There a number of steps that can be taken locally to reduce the rate of respiratory disorders.
a) An Effective Health and Safety Program – Declining lung function may be detected with periodic and baseline pulmonary function testing (PFTs). This testing allows documentation for treatment and future claims, and ammunition if corrective action needs to be taken. However, pulmonary function testing is only a record of damage which has already occurred. Preventing pulmonary damage is the key.
b) Training – It is important that every member of the fire service has an understanding of the respiratory risks of the fire environment, a goal which can only be accomplished through repeated training. People tend to follow rules and regulations more faithfully if they understand why they are adopted and how these procedures will conserve their health.

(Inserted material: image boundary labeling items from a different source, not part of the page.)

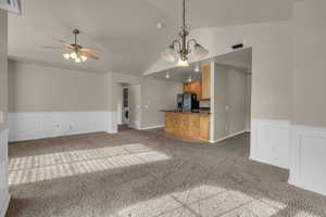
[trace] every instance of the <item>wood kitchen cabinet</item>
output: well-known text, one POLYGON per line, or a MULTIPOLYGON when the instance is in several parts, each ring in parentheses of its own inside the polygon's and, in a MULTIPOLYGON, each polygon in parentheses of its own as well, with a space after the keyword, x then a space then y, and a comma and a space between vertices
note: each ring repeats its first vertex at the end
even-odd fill
POLYGON ((201 80, 185 82, 184 84, 184 92, 185 93, 196 93, 197 99, 201 100, 201 80))
POLYGON ((211 100, 211 65, 202 66, 201 100, 211 100))
POLYGON ((210 141, 210 114, 165 111, 165 132, 178 139, 210 141))

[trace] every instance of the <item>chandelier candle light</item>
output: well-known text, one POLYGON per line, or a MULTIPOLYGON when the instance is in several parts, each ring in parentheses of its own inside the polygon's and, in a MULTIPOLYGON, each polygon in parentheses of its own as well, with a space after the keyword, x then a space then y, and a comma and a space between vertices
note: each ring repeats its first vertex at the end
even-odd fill
POLYGON ((177 66, 189 66, 189 54, 191 53, 190 46, 193 46, 193 52, 198 60, 205 58, 209 51, 197 42, 196 39, 188 40, 189 28, 186 25, 186 0, 183 0, 183 26, 178 34, 178 39, 174 40, 171 46, 162 52, 162 58, 167 62, 177 62, 177 66))

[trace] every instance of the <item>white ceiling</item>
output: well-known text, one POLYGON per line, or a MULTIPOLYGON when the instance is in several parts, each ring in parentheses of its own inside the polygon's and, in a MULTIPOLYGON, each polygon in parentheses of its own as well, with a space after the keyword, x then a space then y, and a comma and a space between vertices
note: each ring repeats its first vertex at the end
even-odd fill
MULTIPOLYGON (((192 28, 291 18, 293 0, 189 0, 192 28)), ((9 16, 9 55, 13 60, 141 75, 174 39, 181 0, 23 0, 22 16, 9 16), (165 28, 158 29, 158 23, 165 28), (53 38, 101 49, 100 61, 76 65, 63 60, 53 38)))
POLYGON ((248 48, 234 51, 224 55, 215 56, 210 60, 191 63, 189 67, 174 67, 148 75, 148 77, 166 80, 165 75, 168 74, 168 80, 177 82, 188 81, 189 77, 191 77, 191 80, 199 80, 201 77, 201 73, 196 72, 195 68, 198 64, 200 67, 201 65, 206 64, 209 61, 214 61, 216 64, 236 68, 237 71, 242 73, 251 73, 252 49, 248 48))

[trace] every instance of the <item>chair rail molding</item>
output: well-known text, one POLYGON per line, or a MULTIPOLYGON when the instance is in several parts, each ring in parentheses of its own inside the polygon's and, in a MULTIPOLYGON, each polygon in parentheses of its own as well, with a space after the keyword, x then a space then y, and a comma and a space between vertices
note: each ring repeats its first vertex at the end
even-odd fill
POLYGON ((289 183, 326 195, 326 128, 293 125, 289 183))
POLYGON ((287 120, 251 120, 250 159, 289 168, 291 124, 287 120))
POLYGON ((4 217, 10 201, 8 187, 8 129, 0 130, 0 217, 4 217))
POLYGON ((105 131, 113 133, 110 111, 10 113, 9 141, 105 131))

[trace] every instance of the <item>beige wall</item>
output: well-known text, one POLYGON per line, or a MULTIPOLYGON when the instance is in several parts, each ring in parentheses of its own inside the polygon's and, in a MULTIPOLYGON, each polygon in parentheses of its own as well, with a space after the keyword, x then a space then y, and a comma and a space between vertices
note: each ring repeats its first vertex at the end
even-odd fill
POLYGON ((141 123, 141 86, 129 86, 129 119, 133 127, 141 123))
POLYGON ((106 111, 108 75, 9 61, 9 111, 106 111))
POLYGON ((294 4, 292 120, 326 126, 326 1, 294 4))
POLYGON ((7 12, 0 10, 0 130, 8 128, 8 103, 7 103, 7 76, 8 76, 8 58, 7 58, 7 12))
POLYGON ((177 94, 183 93, 183 84, 146 79, 141 86, 141 127, 164 125, 161 110, 175 110, 177 94))

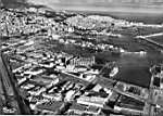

c) Use Respiratory Protective Equipment – Scientific studies show that SCBA equipment is effective in minimizing respiratory exposure to toxicants, carcinogens, gases and particulate during firefighting activity.
However, compliance may often be less than adequate. You can’t control what is generated by the fire, but you can control what you breathe. SCBA use is now universally accepted during the knock-down phase, but not during overhaul. Yet, during the overhaul phase many toxic constituents and particulates (such as asbestos) remain in the air, and a fire fighter’s risk of lung damage is still high. The IAFF strongly supports the use of SCBA’s during all phases of fire suppression.
d) Don’t Smoke – Smoking is strongly associated with chronic, irreversible, debilitating diseases including emphysema, heart disease and lung cancer. Encourage non-smokers not to start and those who smoke to quit. Smoking cessation programs are available through your local union representative and are endorsed by the IAFF. These cessation services are offered at a reduced rate and have been proven effective in helping those who want to quit achieve their goal.